The company's 841,000-square-foot Brooklyn flagship store was located at 422 Fulton Street, in the Fulton Street Mall.

From the beginning, the company had high aspirations. In 1885, the company hired architect George L. Morse to work on the Fulton Street store in Downtown Brooklyn. For their 1928 to 1930 renovations and additions, the company hired architects Starrett & van Vleck to build an Art Deco addition that faced Fulton, Hoyt, and Livingston Streets. In 2003, the Brooklyn Heights Association and the Municipal Art Society put the building on a list of 28 historic buildings in downtown Brooklyn that needed to be protected.

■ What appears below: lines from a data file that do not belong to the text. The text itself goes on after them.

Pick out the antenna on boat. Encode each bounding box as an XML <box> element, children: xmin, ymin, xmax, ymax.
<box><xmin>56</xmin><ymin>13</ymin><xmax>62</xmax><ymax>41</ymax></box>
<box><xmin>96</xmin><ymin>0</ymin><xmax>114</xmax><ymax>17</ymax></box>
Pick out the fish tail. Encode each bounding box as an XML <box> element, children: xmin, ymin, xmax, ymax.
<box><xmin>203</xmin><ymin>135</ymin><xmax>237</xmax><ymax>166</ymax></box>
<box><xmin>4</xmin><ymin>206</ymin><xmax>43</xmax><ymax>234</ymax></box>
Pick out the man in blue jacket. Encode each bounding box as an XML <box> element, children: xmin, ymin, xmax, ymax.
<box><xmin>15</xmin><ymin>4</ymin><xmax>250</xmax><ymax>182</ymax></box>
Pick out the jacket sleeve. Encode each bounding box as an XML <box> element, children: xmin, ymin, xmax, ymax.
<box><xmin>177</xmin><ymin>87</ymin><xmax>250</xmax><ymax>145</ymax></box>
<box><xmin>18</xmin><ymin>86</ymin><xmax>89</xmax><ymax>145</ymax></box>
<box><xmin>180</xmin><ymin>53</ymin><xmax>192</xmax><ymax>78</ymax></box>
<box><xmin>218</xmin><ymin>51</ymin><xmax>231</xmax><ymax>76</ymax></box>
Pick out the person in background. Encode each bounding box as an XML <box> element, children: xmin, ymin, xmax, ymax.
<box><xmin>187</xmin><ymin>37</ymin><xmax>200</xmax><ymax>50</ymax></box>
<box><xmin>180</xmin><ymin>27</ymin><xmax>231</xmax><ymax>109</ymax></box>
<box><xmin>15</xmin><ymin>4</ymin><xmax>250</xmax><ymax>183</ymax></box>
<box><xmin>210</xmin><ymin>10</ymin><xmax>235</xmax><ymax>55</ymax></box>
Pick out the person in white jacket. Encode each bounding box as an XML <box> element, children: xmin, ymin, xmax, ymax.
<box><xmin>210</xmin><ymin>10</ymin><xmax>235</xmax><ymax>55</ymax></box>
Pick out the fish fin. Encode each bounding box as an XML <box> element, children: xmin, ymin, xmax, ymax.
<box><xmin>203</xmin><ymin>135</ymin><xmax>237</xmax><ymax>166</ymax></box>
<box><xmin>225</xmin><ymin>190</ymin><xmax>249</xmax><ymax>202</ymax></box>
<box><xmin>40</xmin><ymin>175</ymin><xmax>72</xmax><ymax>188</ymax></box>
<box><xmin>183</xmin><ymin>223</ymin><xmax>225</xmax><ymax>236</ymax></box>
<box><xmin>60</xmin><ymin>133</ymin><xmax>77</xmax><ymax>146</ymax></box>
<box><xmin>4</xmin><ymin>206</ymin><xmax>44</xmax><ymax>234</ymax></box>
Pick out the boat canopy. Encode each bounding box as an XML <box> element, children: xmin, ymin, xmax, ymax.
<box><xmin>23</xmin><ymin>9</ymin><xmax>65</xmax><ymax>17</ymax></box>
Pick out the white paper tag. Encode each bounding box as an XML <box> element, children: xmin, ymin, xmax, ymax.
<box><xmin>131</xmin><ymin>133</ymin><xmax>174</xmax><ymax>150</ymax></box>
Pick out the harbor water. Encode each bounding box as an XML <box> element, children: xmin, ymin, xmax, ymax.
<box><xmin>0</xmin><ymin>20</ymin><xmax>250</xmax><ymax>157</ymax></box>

In the mid-1970s, Abraham & Straus' flagship store made mannequin modeling famous. Linda Timmins, head of the division, selected one juvenile and ingénue with "The Editorial Look" from each of the high schools across Brooklyn and Manhattan. The schools and their students were also selected for high academic standing; Manhattan Performing Arts High School student Yvette Post, Metropolitan Opera juvenile star Robert Westin, Brooklyn's Abraham Lincoln High School's Alan Jay Kahm and head cheerleader Paula Gallo, as well as Maria Russo of Catherine McAuley High School (Brooklyn) along with Anna Maria Caballos who later went on to be immortalized as the chick with the blue streaked hair in Cyndi Lauper's iconic Girls Just Want To Have Fun video were just some of the very few selected to represent the youth of New York. These "Mannequin Models" would pose for up to an hour at a time in the windows of the store as "Living Mannequins", wearing classic designer clothes and current fashions designed by Nik Nik, Pierre Cardin, and other top designers and exclusive prêt-à-porter from upscale fashion houses.

Eventually, as crowds would often stop traffic and became a safety hazard, Abraham & Straus had to move the Living Mannequins inside the store or face a stiff penalty from the city. Despite this change, the crowds still came. Each season, the young mannequin models would be allowed to move in order to do an in-store runway show for the Designer de Jour. Although it was the 1970s, the store did not feature polyester suits or non-designer outfits in these shows.

On July 16, 2014, Women's Wear Daily reported that Macy's had stopped the renovation of its Brooklyn flagship while it considered possibly selling the property, which could be worth $300 million (~$ in ) from a developer looking to turn it into condominium apartments. It had also been reported that Macy's was considering building a new Downtown Brooklyn store.

In 2016 the upper floors were sold to Tishman Speyer, and a 3-year reconfiguration and remodeling of the sales area on the first four floors began. Those floors were in turn sold to a real estate syndicate on December 5, 2024. The location continued to underperform, and closed on March 24, 2025.